MrPig91 / PSChiaPlotter

A repo for powershell module that helps Chia Plotting
MIT License
182 stars 47 forks source link

Problem with "Waiting on Final Dir Space" checks #127

Open Jacek-ghub opened 3 years ago

Jacek-ghub commented 3 years ago

Hi,

I have three 1TB NVMes used as tmp folders. Today, I added a 1TB NVMe as the final folder to decouple plotting jobs from the final plot xfr to HDs. Thanks to that, the copy process takes about 1:10. I have a batch file that loops every minute, and if it finds a new plot there, it moves it to the final HD (so plotting is not affected by that slow transfer or eventual collisions, and I can control the final HD through that batch file, so can run just one long job and target multiple drives).

With that H/W setup, I started one job with 9 queues, and 5 plots per queue. It looks like there is a problem with the final copy phase, or starting a new plot with that setup.

I saw four consecutive jobs (first four, as it didn't get yet to finish the 5th plot) being stuck on "Waiting on Final Dir Space" event (New-ChiaQueueRunspace function, #grab a volume that has enough space). The plot is finished, removed from "Current Runs," moved to "Completed Runs" but the new plot is not started. In the "Job Queues" the status of that queue that just finished is set to "Waiting on Final Dir Space." After the batch file removes that new plot from that final NVMe, PSCP wakes up and starts a new plot.

Just to make sure, that this is the case, for the fifth plot, I killed that batch file, and PSCP got stuck, until I restarted it, and it removed that plot.

I don't quite understand why PSCP was waiting for that plot to be removed, as the folder sizes at that time were: ~350GB used on 1TB Tmp folder, and 100GB used (one plot) on 1TB Dest Folder - plenty of room on both to start a new plot.

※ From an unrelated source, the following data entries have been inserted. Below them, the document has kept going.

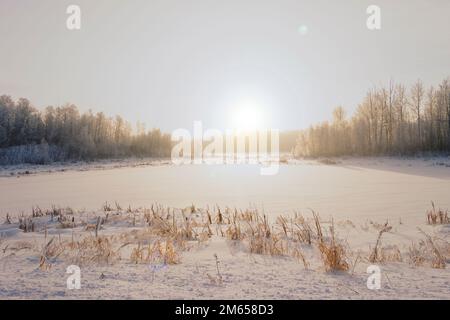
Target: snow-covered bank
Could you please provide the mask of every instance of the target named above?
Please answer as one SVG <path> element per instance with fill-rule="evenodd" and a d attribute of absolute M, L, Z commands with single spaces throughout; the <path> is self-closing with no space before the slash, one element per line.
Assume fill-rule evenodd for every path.
<path fill-rule="evenodd" d="M 144 166 L 161 166 L 171 164 L 170 159 L 127 158 L 95 161 L 55 162 L 51 164 L 0 165 L 0 177 L 17 177 L 33 174 L 60 173 L 66 171 L 108 170 L 118 168 L 135 168 Z"/>
<path fill-rule="evenodd" d="M 311 244 L 292 237 L 303 220 L 286 220 L 286 233 L 271 228 L 281 243 L 271 255 L 252 252 L 251 233 L 234 235 L 236 215 L 241 232 L 258 224 L 252 211 L 155 208 L 36 210 L 34 232 L 11 217 L 0 226 L 0 299 L 450 299 L 450 270 L 432 268 L 432 248 L 417 229 L 448 264 L 449 224 L 427 225 L 425 217 L 419 225 L 392 222 L 370 262 L 384 221 L 336 220 L 348 268 L 326 271 L 311 215 L 304 216 Z M 330 221 L 320 220 L 330 237 Z M 302 259 L 290 254 L 295 250 Z M 81 268 L 79 290 L 67 289 L 72 264 Z M 369 265 L 381 269 L 379 290 L 367 287 Z"/>
<path fill-rule="evenodd" d="M 109 170 L 146 166 L 171 165 L 169 158 L 126 158 L 95 161 L 55 162 L 51 164 L 0 165 L 0 177 L 16 177 L 66 171 Z M 450 168 L 450 156 L 429 157 L 337 157 L 294 159 L 289 154 L 280 156 L 280 165 L 340 165 L 354 167 L 404 168 L 406 171 L 423 168 Z M 450 170 L 449 170 L 450 171 Z"/>

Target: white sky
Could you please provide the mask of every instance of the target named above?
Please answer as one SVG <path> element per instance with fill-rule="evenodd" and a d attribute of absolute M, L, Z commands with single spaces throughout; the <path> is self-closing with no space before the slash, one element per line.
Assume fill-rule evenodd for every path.
<path fill-rule="evenodd" d="M 69 4 L 80 31 L 66 29 Z M 250 100 L 270 127 L 301 128 L 391 77 L 449 76 L 449 13 L 449 0 L 1 0 L 0 94 L 165 131 L 223 129 Z"/>

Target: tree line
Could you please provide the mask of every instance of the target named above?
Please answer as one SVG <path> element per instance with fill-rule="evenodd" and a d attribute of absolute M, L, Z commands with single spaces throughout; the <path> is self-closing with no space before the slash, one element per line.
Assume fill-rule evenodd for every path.
<path fill-rule="evenodd" d="M 167 157 L 170 152 L 170 135 L 140 123 L 133 129 L 120 116 L 80 113 L 72 104 L 39 111 L 27 99 L 0 96 L 0 164 Z"/>
<path fill-rule="evenodd" d="M 395 84 L 369 90 L 352 117 L 344 108 L 332 121 L 299 134 L 297 156 L 417 155 L 450 152 L 450 78 L 426 88 Z"/>

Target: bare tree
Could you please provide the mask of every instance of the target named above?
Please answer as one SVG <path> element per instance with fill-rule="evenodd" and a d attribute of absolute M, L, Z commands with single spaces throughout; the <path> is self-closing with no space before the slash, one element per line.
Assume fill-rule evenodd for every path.
<path fill-rule="evenodd" d="M 331 124 L 303 131 L 296 150 L 307 156 L 450 152 L 449 80 L 438 89 L 420 80 L 409 91 L 393 81 L 371 89 L 350 119 L 338 107 Z"/>
<path fill-rule="evenodd" d="M 419 139 L 419 145 L 422 145 L 422 100 L 424 95 L 424 89 L 422 81 L 417 82 L 411 88 L 411 107 L 416 115 L 417 123 L 417 135 Z"/>

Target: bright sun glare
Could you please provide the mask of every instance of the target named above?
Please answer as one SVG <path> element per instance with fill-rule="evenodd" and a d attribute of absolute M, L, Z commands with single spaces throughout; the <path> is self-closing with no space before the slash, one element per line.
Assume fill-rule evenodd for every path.
<path fill-rule="evenodd" d="M 264 114 L 261 106 L 252 101 L 241 101 L 233 112 L 233 128 L 241 131 L 263 129 Z"/>

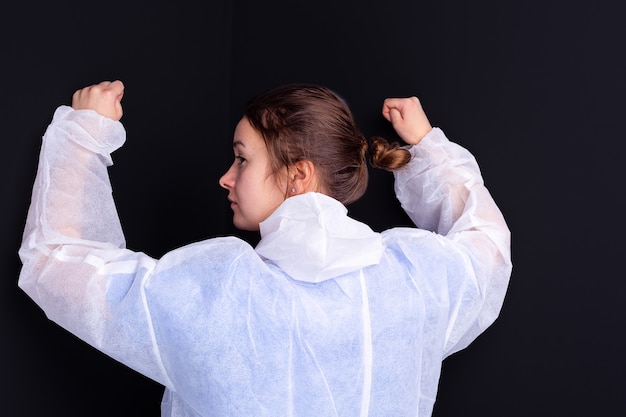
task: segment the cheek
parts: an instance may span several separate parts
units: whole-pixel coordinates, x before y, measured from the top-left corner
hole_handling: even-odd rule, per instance
[[[253,188],[253,189],[252,189]],[[249,194],[254,195],[257,213],[269,215],[285,200],[285,192],[273,178],[266,178],[256,182],[248,188]]]
[[[259,186],[260,184],[258,184],[258,182],[255,185],[254,176],[240,175],[237,178],[236,188],[239,198],[250,197],[251,194],[255,193],[255,190],[257,190]]]
[[[275,177],[268,177],[263,184],[269,200],[282,202],[285,199],[285,184],[281,184]]]

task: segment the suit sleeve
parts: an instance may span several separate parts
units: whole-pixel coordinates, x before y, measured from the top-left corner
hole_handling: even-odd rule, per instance
[[[409,165],[395,172],[395,190],[416,226],[450,254],[447,282],[432,283],[448,300],[449,355],[500,314],[512,270],[510,231],[467,149],[434,128],[410,151]]]
[[[121,123],[59,107],[39,155],[18,285],[48,318],[164,385],[145,286],[156,261],[127,250],[108,167]]]

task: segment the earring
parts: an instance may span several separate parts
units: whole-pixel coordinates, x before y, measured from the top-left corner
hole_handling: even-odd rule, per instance
[[[295,194],[295,192],[296,192],[296,189],[292,187],[291,188],[291,194]]]

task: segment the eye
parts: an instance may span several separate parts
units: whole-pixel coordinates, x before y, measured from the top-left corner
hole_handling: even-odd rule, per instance
[[[235,155],[235,161],[237,161],[237,163],[239,165],[243,164],[244,162],[246,162],[246,158],[244,158],[241,155]]]

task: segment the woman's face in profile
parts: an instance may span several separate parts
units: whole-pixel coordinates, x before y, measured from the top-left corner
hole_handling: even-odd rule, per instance
[[[285,200],[286,184],[277,182],[265,141],[245,117],[235,128],[233,151],[235,160],[219,183],[228,190],[235,227],[259,230],[259,223]]]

Is PSCP confused with the small size of that final NVMe compared to what is needed to finish the whole job (only 1TB, where the job has 40 plots)?

Thank you, Jacek

MrPig91 commented 3 years ago

Are you using 2 1TB NVMEs's? One for temp and one final destination. The way PSCP calculates if there is enough free space is by grabbing the current freespace and subtracting all current runs whose final destination are set to the drive by their final plot size. How much freespace did your final destination drive have and how many runs targeted that drive when it got that status message?

($volume.FreeSpace - ($Volume.PendingFinalRuns.Count * $finalplotsize)) -gt $finalplotsize

I really like what you have setup by the way. 1 minutes transfer time is quite amazing.

Jacek-ghub commented 3 years ago

Hi Syrius,

To clarify: 1 job 9 queues 5 plots per queue 3 1TB NVMe tmp folders d:\tmp, e:\tmp, f:\tmp (separate NVMe sticks) 1 1TB NVMe dst folder g:\dst (separate stick)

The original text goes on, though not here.